I anoint my eardrums with the sassy sounds of Jill Tracy’s “You Leave me Cold.” I think I can leech off of the creativity of others, but I am not transformed in a pool of inspiration. I think of Hunter S. Thompson’s Gonzo journalism. Is writing itself a journey? Is the process and experiences of the writer just as important as the actual story and how it came to be? I’m reading Jack Kerouac’s On The Road and Neil Gaiman’s American Gods, along with Stephen Hawking’s A Brief History of Time when I can actually locate the books. My toddler is watching The Wiggles, perhaps, after hearing that video for the millionth time, that is why my creativity is draining. Oh, on second thought maybe the fact that “In Da Club” by 50 Cent is also included in my iTunes playlist is the problem. Oops, that’s not very deep. Machines of Loving Grace, that’s a bit better for thinking.
So, where is inspiration? I have found it for other things and in fact I am in the midst of another writing project, other than this one. That story comes to me in dreams, pictures and motions. Bits and pieces, different scenes, all for me to paste together. I feel it and the characters are real enough to me. I spend a lot of time thinking about how they would react to different situations that I encounter. What music would they listen to if they were real? I can’t admit that I talk to them because that would be weird. Wouldn’t it? This blog project will eventually become like that novel attempt. I’ll be feeling it and living it. Am I at a climax yet? I can scarcely make a distinction.
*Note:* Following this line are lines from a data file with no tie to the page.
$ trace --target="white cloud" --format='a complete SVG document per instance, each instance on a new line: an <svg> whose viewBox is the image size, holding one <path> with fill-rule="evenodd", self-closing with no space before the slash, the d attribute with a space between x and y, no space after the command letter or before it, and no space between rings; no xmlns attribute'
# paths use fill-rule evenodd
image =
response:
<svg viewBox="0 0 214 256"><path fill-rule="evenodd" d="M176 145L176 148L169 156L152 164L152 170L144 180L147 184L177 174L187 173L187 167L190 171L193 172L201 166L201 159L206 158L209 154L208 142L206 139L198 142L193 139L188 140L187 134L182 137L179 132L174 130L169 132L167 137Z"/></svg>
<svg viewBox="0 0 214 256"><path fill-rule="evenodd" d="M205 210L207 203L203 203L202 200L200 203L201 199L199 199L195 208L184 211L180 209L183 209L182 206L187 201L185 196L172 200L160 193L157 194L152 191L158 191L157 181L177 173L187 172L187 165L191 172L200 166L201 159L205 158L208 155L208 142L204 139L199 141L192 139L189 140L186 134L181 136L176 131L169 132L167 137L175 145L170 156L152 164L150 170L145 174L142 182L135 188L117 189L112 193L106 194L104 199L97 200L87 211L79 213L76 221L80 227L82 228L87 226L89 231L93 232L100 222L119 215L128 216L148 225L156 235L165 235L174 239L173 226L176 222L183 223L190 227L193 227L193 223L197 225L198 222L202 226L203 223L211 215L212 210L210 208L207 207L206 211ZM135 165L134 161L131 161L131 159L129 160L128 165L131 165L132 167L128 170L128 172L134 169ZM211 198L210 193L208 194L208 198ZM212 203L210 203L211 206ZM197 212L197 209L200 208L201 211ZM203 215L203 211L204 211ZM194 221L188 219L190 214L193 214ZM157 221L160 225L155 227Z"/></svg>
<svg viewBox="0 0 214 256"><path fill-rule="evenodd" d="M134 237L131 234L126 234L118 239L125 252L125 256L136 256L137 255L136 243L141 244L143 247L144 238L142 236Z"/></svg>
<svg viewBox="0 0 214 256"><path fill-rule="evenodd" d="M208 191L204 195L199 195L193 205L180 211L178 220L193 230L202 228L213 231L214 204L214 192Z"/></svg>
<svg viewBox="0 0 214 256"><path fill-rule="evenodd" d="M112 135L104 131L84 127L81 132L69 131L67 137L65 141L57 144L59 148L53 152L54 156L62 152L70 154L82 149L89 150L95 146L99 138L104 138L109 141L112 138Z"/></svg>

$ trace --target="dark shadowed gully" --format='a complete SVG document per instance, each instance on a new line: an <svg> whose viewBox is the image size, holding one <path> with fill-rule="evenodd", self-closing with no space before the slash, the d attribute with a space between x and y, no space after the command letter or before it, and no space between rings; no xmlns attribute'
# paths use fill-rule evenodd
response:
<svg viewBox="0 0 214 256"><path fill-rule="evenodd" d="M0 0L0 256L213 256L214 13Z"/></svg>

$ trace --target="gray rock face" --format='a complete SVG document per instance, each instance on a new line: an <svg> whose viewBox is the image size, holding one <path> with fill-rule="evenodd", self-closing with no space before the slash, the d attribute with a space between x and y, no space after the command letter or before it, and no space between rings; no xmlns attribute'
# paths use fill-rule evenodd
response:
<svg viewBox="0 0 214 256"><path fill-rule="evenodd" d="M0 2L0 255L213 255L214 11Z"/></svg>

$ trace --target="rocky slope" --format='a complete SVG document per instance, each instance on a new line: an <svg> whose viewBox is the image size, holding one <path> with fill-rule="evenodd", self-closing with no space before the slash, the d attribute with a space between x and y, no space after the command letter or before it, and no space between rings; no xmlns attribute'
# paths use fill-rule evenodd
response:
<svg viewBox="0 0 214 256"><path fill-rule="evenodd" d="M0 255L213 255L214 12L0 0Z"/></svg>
Writing. Is it an inner monologue? Is inspiration based on outside stimuli, or an extension of our innermost brain cells? Inner desires that would be inappropriate in the real world? Societal, spatial, linear limitations cast aside in the name of art. The fact that we cannot know what everyone else in the world is thinking, but in writing we can if the author wants us to. That’s probably one of the allures for me. Too many medications, therapy and self-help in the form of blades, needles and burning metal placed against my skin, just to learn that I can’t make people happy all the time, I cannot make myself into someone that everyone likes and It is unrealistic to know what everyone wants from me. There, I just saved you several thousand dollars if you’re in my situation. All I want to know is everything, including your thoughts.
Fingers flying over the keyboard of this tiny Mac as if a pianist playing a concerto or a child picking through “Chopsticks.” Either way, the words will come and with practice it becomes easier, much like anything else except for living. Living sometimes gets harder because people become sick and the body wears out, and you know that time is limited, but the finite is even tough to grasp sometimes, and every now and then one can go through the spazzing “holy crap, I’m going to die one day, and I haven’t done anything at all with my life and I’m... whatever age now.”
So, here I go to do something with my limited time on Earth. I will proceed to backcomb my hair for the next few minutes or so, and then try to smoke another cigarette, and see if anything interesting happens while I’m outside. Perhaps there will be a real story here tomorrow, instead of just a reflection on processes. The important thing for me was to just get a starting point. I'm good from here on out.